Olympic Dam in South Australia had its highest annual copper production since BHP bought it in 2005, as well as its best ever gold production.

The Goonyella Riverside metallurgical coal mine in Queensland posted record production for the fiscal too.

On the iron ore front the record result came thanks to record production at Jimblebar and Mining Area C, which included first ore from the 80 million tonne per nnum Yandi replacement mine South Flank in May.

The Yandi mine has begun its end-of-life ramp-down as South Flank ramps up. Yandi will continue to put out iron ore, albeit at a lower rate, for several years.

 

BHP CEO Mike Henry said South Flank would boost the overall quality of BHP's iron ore suite.

WA Iron Ore unit costs for the first half, excluding exchange rates and third party royalties was US$12.46 per tonne.

Metallurgical coal production decreased 1% to 73 million tonnes. Production is expected to be between 70Mt and 78Mt in 2021-22.

Across the BHP Queensland Coal business the record effort at Goonyella, aided by record tonnes from the Broadmeadow mine, was offset by significant wet weather impacts to most operations earlier in the year. Planned wash plant maintenance at Saraji and Caval Ridge in the first half of FY21 also had an impact.

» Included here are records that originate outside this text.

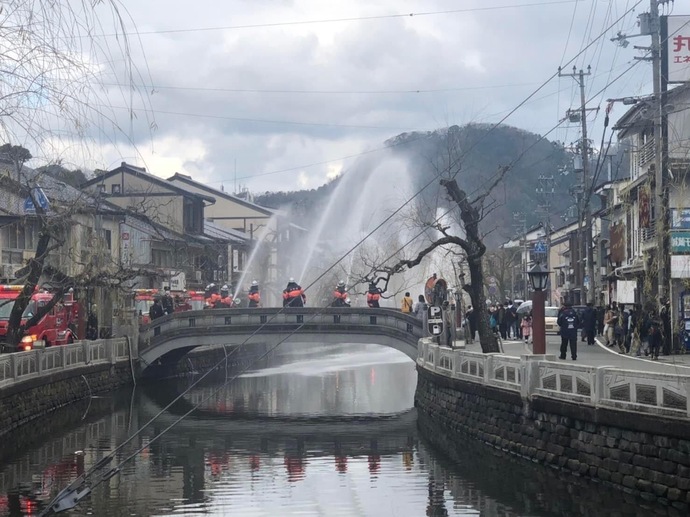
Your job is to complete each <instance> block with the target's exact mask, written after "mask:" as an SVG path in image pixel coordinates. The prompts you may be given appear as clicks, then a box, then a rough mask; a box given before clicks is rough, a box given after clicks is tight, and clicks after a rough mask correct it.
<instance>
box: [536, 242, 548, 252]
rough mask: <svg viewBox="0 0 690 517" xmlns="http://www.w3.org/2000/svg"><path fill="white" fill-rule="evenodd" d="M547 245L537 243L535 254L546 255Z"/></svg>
mask: <svg viewBox="0 0 690 517" xmlns="http://www.w3.org/2000/svg"><path fill="white" fill-rule="evenodd" d="M546 248H547V246H546V243H545V242H544V241H537V242H535V243H534V248H533V249H534V253H546Z"/></svg>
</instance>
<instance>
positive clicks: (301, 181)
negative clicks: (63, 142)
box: [34, 0, 683, 192]
mask: <svg viewBox="0 0 690 517" xmlns="http://www.w3.org/2000/svg"><path fill="white" fill-rule="evenodd" d="M124 3H125V4H126V5H127V8H128V9H129V10H130V12H131V14H132V16H133V18H134V19H135V21H136V23H137V27H138V29H139V31H140V32H147V31H152V30H153V31H156V30H167V29H199V28H209V27H219V26H234V27H238V26H252V27H245V28H235V29H228V30H222V31H215V30H208V31H207V30H191V31H189V32H173V33H159V34H142V35H141V36H140V40H139V41H141V44H142V46H143V48H144V50H145V52H146V56H147V63H146V64H144V63H143V61H139V62H138V67H139V70H140V71H142V73H144V72H146V71H147V70H148V71H149V72H150V76H151V78H152V80H153V84H154V85H156V86H157V90H156V93H155V94H153V95H152V96H150V98H149V102H150V105H151V107H152V108H153V110H154V111H153V117H154V118H155V122H156V126H157V129H156V130H155V131H154V132H153V133H151V131H150V130H149V122H150V121H149V120H147V119H146V117H145V116H144V115H145V112H144V110H143V106H142V105H141V103H138V105H137V108H138V109H137V119H136V120H134V122H133V123H132V125H131V129H130V123H129V121H128V120H126V115H127V112H126V111H125V110H122V109H120V107H122V106H125V105H126V104H127V103H128V101H129V98H128V96H127V95H125V96H122V95H120V96H119V97H113V100H112V104H113V105H114V106H116V108H115V109H114V110H113V112H114V113H116V114H119V115H121V116H122V118H123V119H124V122H122V124H121V125H122V127H123V128H125V129H124V130H123V133H124V134H126V135H128V136H130V137H132V138H133V139H134V141H135V142H136V143H137V146H138V152H137V151H135V150H134V149H133V148H132V147H131V146H129V145H127V144H126V143H123V140H124V138H122V136H120V137H117V135H115V136H112V135H110V136H109V137H108V138H104V137H103V135H100V134H99V135H98V136H97V137H96V142H97V144H99V145H97V146H96V149H94V150H92V151H91V152H90V153H88V155H89V156H93V157H94V161H96V157H97V156H99V155H100V156H102V158H101V159H100V163H106V164H107V163H110V162H115V163H117V162H119V161H120V160H119V156H122V157H134V156H137V155H139V157H140V159H141V160H142V161H145V162H146V164H147V165H148V166H149V168H150V169H151V170H155V171H156V172H157V173H158V174H160V175H161V176H168V175H170V174H172V173H173V172H175V171H176V170H180V172H187V173H190V174H192V175H193V176H194V177H195V178H198V179H203V180H204V181H208V182H210V183H215V184H218V185H219V184H220V183H221V182H223V183H225V184H226V185H227V184H228V183H233V182H234V181H235V178H236V177H237V178H238V180H237V181H238V182H239V183H241V184H243V185H246V186H248V187H249V188H250V189H251V190H253V191H255V192H261V191H264V190H279V189H280V190H286V189H296V188H300V187H303V186H304V187H309V188H313V187H316V186H318V185H319V184H321V183H323V182H324V181H327V180H328V179H329V178H332V177H333V176H334V175H337V174H338V172H339V171H340V170H342V169H345V170H346V169H347V167H348V164H349V163H351V161H352V160H341V159H340V158H342V157H344V156H349V155H355V154H357V153H361V152H365V151H367V150H370V149H375V148H378V147H380V146H381V145H382V143H383V141H384V140H386V139H387V138H390V137H392V136H394V135H396V134H398V133H400V132H403V131H411V130H430V129H434V128H437V127H440V126H444V125H449V124H462V123H465V122H470V121H487V122H496V121H498V120H500V119H501V117H502V116H503V115H504V114H506V113H508V112H509V111H510V110H511V109H512V108H513V107H515V106H516V105H517V104H518V103H519V102H521V101H522V100H523V99H524V98H526V97H527V95H528V94H530V93H531V92H532V91H533V90H534V89H535V88H536V87H537V86H538V85H539V84H540V83H541V82H542V81H544V80H545V79H546V78H548V77H549V76H550V75H552V74H554V73H556V70H557V67H558V66H559V64H562V63H564V62H566V61H567V60H568V57H570V56H572V55H574V53H575V49H579V48H580V47H581V46H582V45H583V42H584V43H585V44H586V43H587V42H588V41H590V40H591V39H592V38H594V37H596V36H598V34H599V33H600V31H601V30H602V29H603V28H604V27H605V26H606V25H608V24H610V23H611V22H612V20H613V19H614V15H616V16H619V15H620V14H622V13H623V12H624V10H625V6H626V2H624V1H623V0H611V1H610V2H605V3H601V2H597V3H596V4H595V5H593V6H591V7H592V9H590V8H589V7H588V8H587V9H585V8H583V7H582V5H578V7H577V9H575V4H574V3H558V4H553V5H544V6H541V7H515V8H511V9H495V10H487V8H490V7H492V6H499V5H505V4H506V2H505V0H504V1H499V0H483V1H480V0H472V1H465V2H462V3H458V2H455V1H450V0H432V1H424V2H422V1H421V0H420V1H415V0H405V1H400V0H397V1H393V0H381V1H379V2H363V1H354V2H353V1H335V0H334V1H330V2H323V1H321V0H280V1H270V2H269V1H255V0H252V1H249V0H235V1H229V2H223V3H219V2H216V1H211V0H197V1H196V2H195V3H194V8H193V9H190V6H189V4H188V3H184V2H182V1H181V0H168V1H167V2H166V3H165V8H164V9H162V8H161V7H160V6H159V5H154V4H152V3H149V2H134V1H133V0H125V2H124ZM513 3H514V4H520V3H531V2H522V1H521V0H515V1H514V2H513ZM545 3H547V4H548V2H547V0H545ZM609 7H611V8H610V9H609ZM470 8H480V10H476V11H471V12H463V13H447V14H442V15H434V16H431V15H429V16H412V17H410V16H405V17H394V18H379V19H361V20H350V21H343V22H323V23H304V24H289V23H286V24H283V25H272V24H280V23H285V22H295V21H300V20H307V21H308V20H311V21H313V20H333V19H338V18H357V17H372V16H380V15H387V14H393V13H411V12H416V13H421V12H429V11H444V10H453V9H470ZM679 8H680V6H677V7H676V10H678V9H679ZM573 12H575V18H574V19H573ZM590 13H593V14H592V16H591V20H590ZM676 14H683V13H676ZM636 15H637V13H631V14H630V15H628V16H627V17H626V19H625V20H624V22H621V23H620V24H617V25H615V26H614V27H613V28H612V29H611V30H610V31H609V34H608V35H607V36H605V37H604V38H602V40H601V42H600V43H597V44H596V45H594V46H593V47H592V48H591V49H590V50H589V51H587V53H586V54H585V56H583V57H582V58H580V59H578V60H577V61H576V62H575V64H576V65H577V66H578V67H580V66H586V65H587V64H591V65H592V67H593V70H592V72H593V75H592V76H590V77H589V78H588V95H590V96H594V94H595V93H597V92H598V91H599V90H600V89H601V88H602V87H603V86H604V85H605V84H606V82H607V81H608V80H609V79H611V78H613V77H615V76H617V75H618V74H619V73H620V72H621V71H622V70H624V67H625V66H628V65H627V63H629V62H632V58H633V55H634V52H631V51H629V50H623V49H617V48H616V47H615V45H614V44H613V43H611V42H610V41H609V37H610V36H611V35H614V34H615V32H617V31H618V30H635V28H634V22H635V16H636ZM571 22H572V27H573V30H572V33H571V34H570V39H569V45H568V52H566V58H565V59H562V57H563V55H564V48H565V45H566V38H567V37H568V29H569V27H570V25H571ZM132 42H133V43H137V40H136V39H134V38H133V39H132ZM135 55H136V53H135ZM118 66H121V65H118ZM147 67H148V68H147ZM612 68H613V71H612ZM650 76H651V73H650V70H649V69H648V68H645V65H641V66H637V67H636V69H635V71H634V72H631V73H630V74H628V75H627V76H625V78H624V79H623V80H621V81H619V82H617V83H616V84H615V85H613V86H611V87H609V88H608V89H607V90H606V91H605V92H603V93H601V94H599V95H598V96H597V97H596V98H595V100H594V101H593V102H592V106H595V105H597V104H598V103H599V102H600V101H601V99H605V98H607V97H617V96H624V95H632V94H637V93H646V92H647V89H646V84H647V83H648V82H649V78H650ZM123 80H124V75H123V73H118V74H117V75H115V76H112V77H104V82H105V83H116V82H120V83H121V82H122V81H123ZM198 88H206V90H204V89H198ZM228 90H235V91H228ZM416 90H423V91H420V92H419V93H415V91H416ZM365 92H370V93H365ZM384 92H385V93H384ZM391 92H397V93H391ZM576 93H577V92H576V89H575V88H574V87H573V81H572V80H571V79H569V78H562V79H554V80H553V81H552V82H551V83H549V84H548V85H547V86H546V87H544V88H543V89H542V90H541V91H540V92H539V93H538V94H537V95H535V96H534V98H533V99H531V100H530V101H529V102H527V103H526V104H525V105H524V106H523V107H522V108H521V109H520V110H519V111H518V112H516V113H515V114H514V115H513V116H511V118H509V119H508V120H507V123H509V124H513V125H516V126H519V127H523V128H525V129H528V130H532V131H534V132H536V133H540V134H543V133H545V132H546V131H547V130H548V129H549V128H551V127H553V126H554V125H555V124H556V123H557V122H558V119H559V118H561V117H562V116H563V114H564V112H565V110H566V109H567V108H569V107H570V106H571V105H574V103H575V102H577V96H576ZM600 131H601V120H599V119H596V120H594V116H593V115H592V124H591V132H592V134H593V135H595V136H598V134H600ZM102 133H107V131H102ZM551 136H552V137H553V138H558V139H561V140H564V141H566V142H567V141H568V139H570V140H571V141H572V140H574V139H575V138H577V136H578V135H577V129H575V128H572V129H568V130H565V129H563V130H559V131H557V132H555V133H553V134H552V135H551ZM113 138H118V143H119V144H120V145H119V147H118V149H117V154H119V156H116V153H115V152H114V149H113V147H112V145H111V143H110V140H112V139H113ZM99 149H100V150H99ZM34 154H38V153H34ZM79 160H83V158H82V157H80V156H75V157H74V160H73V161H75V162H79ZM324 162H326V163H324ZM235 163H237V174H235V166H234V164H235ZM159 169H160V170H159ZM277 171H284V172H277Z"/></svg>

At South Walker Creek the record stripping effort was not enough to stop production falling. High strip ratios due to ongoing impacts from geotechnical constraints had too much of an impact.

Queensland Coal unit costs grew 20% to US$85/t due to the stronger Australian dollar, lower volumes following significant wet weather during the December quarter and the planned wash plant maintenance. This was partly offset by lower fuel and energy costs, driven by lower prices and cost reduction moves.

Unit cost guidance for Queensland Coal remains at US$69-US$75/t.

BHP is expecting a stronger performance at Queensland Coal with the planned maintenance completed, providing there are no more significant wet weather events and China does not impose further restrictions on coal imports.

Across BHP's Energy Coal division production fell 17% to 19Mt. Production there is expected to fall to between 13Mt-15Mt in FY22, reflecting the divestment of its Cerrejon interest.

At New South Wales Energy Coal production fell 11% to 14Mt despite increased stripping. This reflected the impact of significant wet weather events, higher strip ratios and an increased proportion of washed coal due to reduced port capacity due to the Newcastle ship loader being damaged in November.

The ship loader is expected to be back in action during the September quarter.

NSWEC costs went up 11% to US$66/t.

Work continues at NSWEC to optimise mine planning to structurally reduce costs in the near time and create a viable mining operation resilient to low price cycles. BHP said some cost savings had already been realised during the half.  

On the autonomous haulage implementation front BHP said good progress had been achieved at its WAIO and coal operations.

At Newman East iron ore mines all 22 autonomous trucks have been fully deployed since November.

At the Goonyella Riverside in Queensland, the first BHP coal site to implement autonomous haul trucks, the deployment of 86 autonomous trucks continues in line with the plan. It is expected to be completed in early 2022, on time and on budget.

At the Daunia coal mine in Queensland the first trucks started operating in January.

The rollout of the 34-strong autonomous fleet is expected to be completed in early 2022.

At Olympic Dam copper production grew 20% to 205,000t.

That reflected smelter availability and strong underground mine performance.

It also achieved record gold production of 146,000oz.

Commissioning of the refinery crane has been completed.

Production for the 2022 financial year is expected to fall to between 14,000t and 170,000t due to a planned smelter maintenance campaign.

Nickel West increased production 11% to 89,0000t, reflecting strong performance from its new mines and improved operational stability following major quadrennial maintenance shutdowns in the prior year.

Production is expected to be between 85,000t and 95,000t in FY22.

There is maintenance planned in the September quarter.

First production from the nickel sulphate plant is expected in the September quarter too.